Love is friction. Not harm, not humiliation — friction. It wastes time. It bores you. It requires apology. It resists optimization. It binds you to someone whose desires you cannot filter and whose silence you cannot mute. It compels endurance when exit is effortless. What we increasingly call dysfunction is often simply the uncurated presence of another will.
Surveys show rising sexual inactivity among young adults in the very period that digital matchmaking, streaming pornography, and predictive feeds became ubiquitous. The correlation does not prove causation, but it is too coherent to dismiss. When life is organized around immediate responsiveness, the resistant presence of another person begins to appear defective. What does not conform is quietly withdrawn from.
For all its narrative clumsiness, Passengers (2016) grasps what our platforms systematically conceal: love requires a decision that cannot be reversed. Jim’s act is morally indefensible — and that is precisely why the film matters. It refuses the logic of endless selection. Once Aurora is awakened, there is no algorithmic correction, no second tab, no alternative feed. Love there is not alignment. It is exposure to consequence.
The ship in Passengers guarantees survival through total management: oxygen calibrated, temperature stabilized, time suspended. Remain asleep and you are preserved. Awake and you are vulnerable to consequence. Our erotic infrastructure now mirrors that architecture: endless stimulation, regulated desire, tailored companionship — but no irrevocable commitment. No exposure without exit. No cost that cannot be contained.
There is no love without fall. And we are designing systems that make falling unnecessary. The defenders of this order speak of empowerment. They speak of choice, safety, exploration. Much of that is real. But the total structure is not neutral. It trains expectation. It conditions nervous systems. It reshapes tolerance for ambiguity.
A subject raised on seamless affirmation will treat asymmetry as malfunction. A culture habituated to tailored desire will experience pluralism as threat. Democracy is not curated compatibility. Democracy endures only where citizens remain exposed to wills they cannot curate, filter, or dismiss. It demands endurance of difference and the capacity to remain when retreat is easier.
If desire must align perfectly with preference, resilience diminishes. The erotic sphere is formative. We are fluent in stimulation and deficient in endurance. The decline in sexual activity is not repression but displacement — bodies for interfaces, exposure for control, consequence for compatibility.
We have traded vitality for stimulation, depth for intensity, recognition for visibility, intimacy for customization. Quietly, without catastrophe, we are shedding our tolerance for alterity.
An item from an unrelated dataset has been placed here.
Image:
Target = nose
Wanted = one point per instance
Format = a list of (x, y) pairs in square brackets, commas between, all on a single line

This order will not culminate in abstinence. It will culminate in compatibility without risk, contact without consequence, proximity without change. Bodies will meet. Words will circulate. But nothing will break us open.
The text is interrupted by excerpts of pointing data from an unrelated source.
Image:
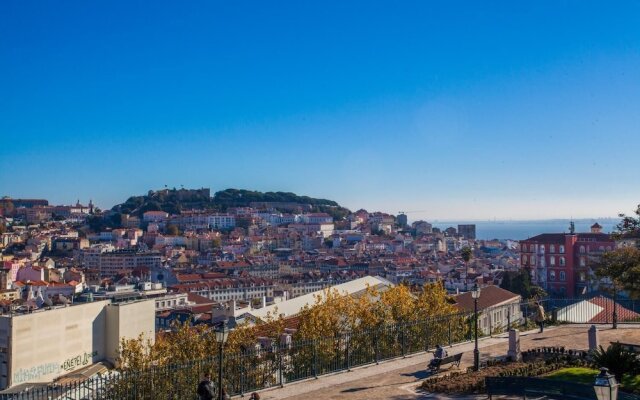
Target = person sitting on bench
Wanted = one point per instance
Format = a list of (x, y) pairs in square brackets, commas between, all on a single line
[(438, 355)]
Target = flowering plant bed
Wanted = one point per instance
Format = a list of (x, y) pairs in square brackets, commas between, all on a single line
[(473, 381)]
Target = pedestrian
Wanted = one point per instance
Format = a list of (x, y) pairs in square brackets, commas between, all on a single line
[(539, 317), (206, 390)]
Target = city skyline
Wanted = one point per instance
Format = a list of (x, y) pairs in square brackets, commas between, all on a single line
[(471, 112)]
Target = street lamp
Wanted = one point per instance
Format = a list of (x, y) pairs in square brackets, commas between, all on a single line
[(222, 333), (475, 293), (615, 307), (606, 386)]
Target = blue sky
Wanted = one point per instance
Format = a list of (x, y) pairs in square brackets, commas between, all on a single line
[(461, 110)]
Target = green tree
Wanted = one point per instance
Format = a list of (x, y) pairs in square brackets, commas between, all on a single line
[(622, 267), (619, 361)]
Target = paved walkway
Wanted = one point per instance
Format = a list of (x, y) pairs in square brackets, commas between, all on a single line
[(398, 379)]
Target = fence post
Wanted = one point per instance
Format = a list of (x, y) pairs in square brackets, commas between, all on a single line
[(278, 348), (375, 343), (243, 357), (348, 345), (426, 335), (315, 359), (403, 340)]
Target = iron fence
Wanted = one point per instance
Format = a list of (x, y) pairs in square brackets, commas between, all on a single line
[(278, 364)]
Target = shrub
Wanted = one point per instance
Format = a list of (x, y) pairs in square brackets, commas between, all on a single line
[(618, 360)]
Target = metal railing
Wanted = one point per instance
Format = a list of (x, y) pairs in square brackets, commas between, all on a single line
[(278, 364), (528, 387)]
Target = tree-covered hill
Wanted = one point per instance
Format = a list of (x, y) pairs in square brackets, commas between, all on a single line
[(174, 201)]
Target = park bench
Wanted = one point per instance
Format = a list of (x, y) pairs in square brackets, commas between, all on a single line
[(453, 360)]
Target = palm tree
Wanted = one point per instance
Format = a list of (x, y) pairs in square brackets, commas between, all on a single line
[(466, 256)]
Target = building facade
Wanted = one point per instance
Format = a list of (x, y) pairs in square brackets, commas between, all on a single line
[(564, 264)]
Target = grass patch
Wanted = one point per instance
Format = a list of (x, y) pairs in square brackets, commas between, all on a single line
[(574, 374)]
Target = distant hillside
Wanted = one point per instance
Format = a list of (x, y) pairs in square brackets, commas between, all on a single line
[(175, 200)]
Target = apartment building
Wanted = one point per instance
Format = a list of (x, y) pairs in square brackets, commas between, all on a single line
[(564, 263), (229, 289)]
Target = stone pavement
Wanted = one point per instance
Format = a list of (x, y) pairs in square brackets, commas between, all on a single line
[(398, 379)]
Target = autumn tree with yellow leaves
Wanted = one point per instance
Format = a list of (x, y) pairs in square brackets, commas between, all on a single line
[(337, 331)]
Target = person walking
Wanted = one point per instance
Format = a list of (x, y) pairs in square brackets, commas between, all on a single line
[(206, 389), (539, 317)]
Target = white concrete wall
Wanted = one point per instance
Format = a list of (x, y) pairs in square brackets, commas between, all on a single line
[(128, 320), (44, 345)]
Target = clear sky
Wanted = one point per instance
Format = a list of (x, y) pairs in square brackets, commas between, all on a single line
[(459, 110)]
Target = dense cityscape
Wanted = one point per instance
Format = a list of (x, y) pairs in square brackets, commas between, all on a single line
[(145, 270), (345, 200)]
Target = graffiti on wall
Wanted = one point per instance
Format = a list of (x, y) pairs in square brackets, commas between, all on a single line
[(34, 373), (38, 372), (78, 361)]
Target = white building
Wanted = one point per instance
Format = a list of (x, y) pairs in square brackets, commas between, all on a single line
[(43, 345)]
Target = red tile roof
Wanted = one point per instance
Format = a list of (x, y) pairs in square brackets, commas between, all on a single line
[(606, 315)]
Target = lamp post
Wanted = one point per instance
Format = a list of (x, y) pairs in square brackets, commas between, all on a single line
[(475, 293), (615, 307), (606, 386), (222, 333)]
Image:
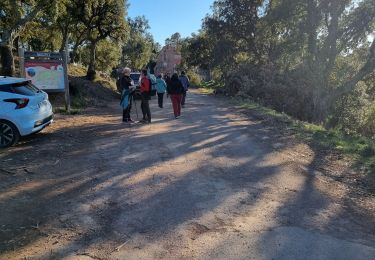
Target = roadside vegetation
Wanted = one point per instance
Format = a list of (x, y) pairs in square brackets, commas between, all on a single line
[(311, 60), (359, 149), (100, 35)]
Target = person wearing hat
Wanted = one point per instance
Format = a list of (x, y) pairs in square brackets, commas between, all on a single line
[(186, 84), (127, 87)]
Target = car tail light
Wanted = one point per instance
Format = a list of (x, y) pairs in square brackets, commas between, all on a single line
[(20, 102)]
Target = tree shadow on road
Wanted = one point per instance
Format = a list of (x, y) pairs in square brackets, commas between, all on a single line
[(97, 183)]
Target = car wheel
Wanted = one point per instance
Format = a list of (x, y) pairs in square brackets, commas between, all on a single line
[(9, 134)]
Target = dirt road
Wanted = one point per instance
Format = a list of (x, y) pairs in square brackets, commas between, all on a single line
[(213, 184)]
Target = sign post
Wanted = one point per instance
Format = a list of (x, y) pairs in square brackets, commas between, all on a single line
[(66, 81), (48, 71)]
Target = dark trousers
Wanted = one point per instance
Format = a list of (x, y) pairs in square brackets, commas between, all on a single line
[(145, 106), (183, 98), (126, 112), (176, 102), (160, 99)]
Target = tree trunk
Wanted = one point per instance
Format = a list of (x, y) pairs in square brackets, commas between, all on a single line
[(7, 61), (91, 73)]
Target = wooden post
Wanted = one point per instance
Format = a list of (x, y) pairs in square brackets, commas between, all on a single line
[(66, 81), (21, 59)]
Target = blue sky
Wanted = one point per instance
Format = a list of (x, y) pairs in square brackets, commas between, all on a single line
[(169, 16)]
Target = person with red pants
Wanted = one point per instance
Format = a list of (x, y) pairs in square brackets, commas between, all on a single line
[(145, 96), (175, 90)]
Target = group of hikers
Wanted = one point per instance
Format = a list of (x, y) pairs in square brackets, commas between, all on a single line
[(176, 87)]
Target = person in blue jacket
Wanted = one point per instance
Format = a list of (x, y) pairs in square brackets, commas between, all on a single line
[(161, 87), (127, 88)]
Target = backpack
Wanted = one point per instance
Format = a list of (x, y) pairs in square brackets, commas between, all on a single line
[(118, 85)]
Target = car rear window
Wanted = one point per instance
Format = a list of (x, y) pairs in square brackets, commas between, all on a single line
[(135, 76), (22, 88)]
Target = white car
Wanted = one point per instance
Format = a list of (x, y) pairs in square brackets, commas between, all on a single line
[(24, 110)]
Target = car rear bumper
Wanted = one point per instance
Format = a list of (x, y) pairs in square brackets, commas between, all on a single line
[(36, 125)]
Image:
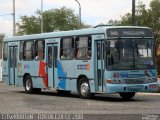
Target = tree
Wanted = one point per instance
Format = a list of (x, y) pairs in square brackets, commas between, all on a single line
[(53, 20)]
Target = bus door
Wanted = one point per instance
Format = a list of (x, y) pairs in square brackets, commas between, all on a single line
[(13, 64), (52, 51), (99, 65)]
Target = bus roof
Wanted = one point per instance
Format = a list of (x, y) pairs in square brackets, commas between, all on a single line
[(88, 31)]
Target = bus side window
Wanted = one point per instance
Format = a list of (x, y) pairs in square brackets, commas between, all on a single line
[(21, 50), (67, 48), (39, 49), (83, 48), (28, 48)]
This was never about sex. It is about constructing a self that refuses to be undone. Love begins where that refusal breaks. A civilization that perfects the management of desire will not implode; it will normalize insulation. Desire will persist. Contact will persist. But nothing will be allowed to alter us. We will minimize friction, suppress vulnerability, and treat exposure as malfunction. We will call our inability to endure otherness autonomy. We will call our insulation progress.